Raggiunsi, dunque, il ripiano della cucina e cercai di darmi da fare. Vidi Alex riempire d'acqua la pentola, la quale appoggiò poi sui fornelli. Non mi parlava e non gliene feci una colpa. Neanche io avrei qualcosa da dire e il fatto che ci abbia colto in flagrante, era già abbastanza imbarazzante di suo. Sospirai e presi il pacco di pasta dal mobile. Nel frattempo che aspettai che l'acqua bollisse, notai Alex stare a braccia conserte mentre era appoggiato al bordo dell'isola.
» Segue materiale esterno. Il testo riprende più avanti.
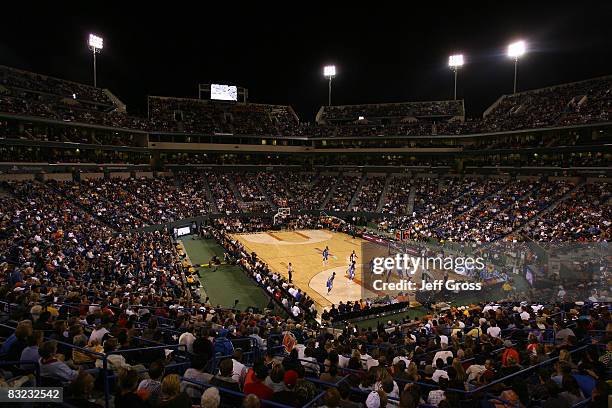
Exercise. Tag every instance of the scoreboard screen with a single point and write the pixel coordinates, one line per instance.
(223, 92)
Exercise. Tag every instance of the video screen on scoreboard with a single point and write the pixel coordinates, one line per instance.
(223, 92)
(179, 232)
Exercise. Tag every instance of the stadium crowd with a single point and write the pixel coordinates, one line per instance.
(31, 94)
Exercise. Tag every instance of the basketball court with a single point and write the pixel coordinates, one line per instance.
(304, 248)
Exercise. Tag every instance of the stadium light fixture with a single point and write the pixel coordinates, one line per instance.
(516, 50)
(96, 43)
(455, 62)
(329, 71)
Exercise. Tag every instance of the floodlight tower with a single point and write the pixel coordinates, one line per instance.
(516, 50)
(329, 71)
(455, 62)
(96, 43)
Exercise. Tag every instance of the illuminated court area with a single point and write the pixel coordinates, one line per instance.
(303, 248)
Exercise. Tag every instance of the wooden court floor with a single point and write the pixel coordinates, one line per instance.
(303, 248)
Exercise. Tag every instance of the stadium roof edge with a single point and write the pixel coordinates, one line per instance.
(559, 85)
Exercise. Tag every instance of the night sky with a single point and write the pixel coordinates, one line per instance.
(382, 54)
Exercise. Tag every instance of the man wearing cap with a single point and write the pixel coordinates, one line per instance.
(510, 351)
(376, 399)
(254, 382)
(287, 396)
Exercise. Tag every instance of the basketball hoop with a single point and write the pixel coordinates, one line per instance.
(281, 214)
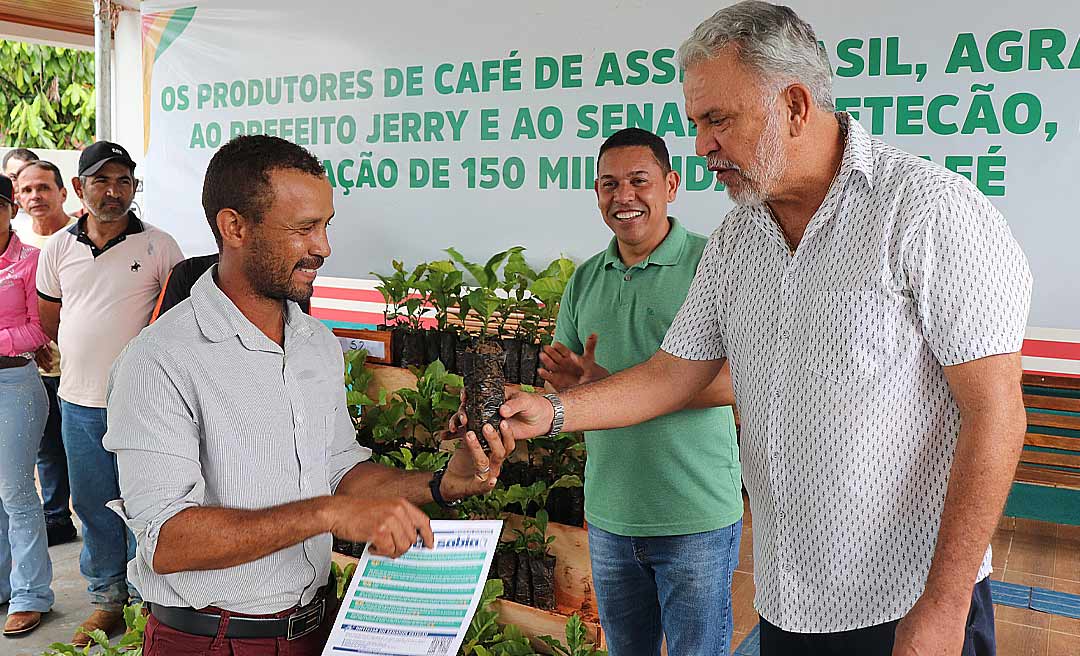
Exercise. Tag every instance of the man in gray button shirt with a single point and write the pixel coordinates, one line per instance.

«Potresti tagliare i pomodorini?» domandai, ma era troppo impegnato a fissare il mobile dinanzi a se.
«Alex?» lo richiamai e lui sembrò essersi appena svegliato dal sonno.
«Cosa?» domandò.
«Ti ho chiesto se potresti tagliare i pomodorini, per la cena» ripetei.
«Dove sono?»
«In quella cesta» gliela indicai, puntando il dito dietro le sue spalle. Lui fece come detto, iniziando a tagliarli, ma in modo sbagliato.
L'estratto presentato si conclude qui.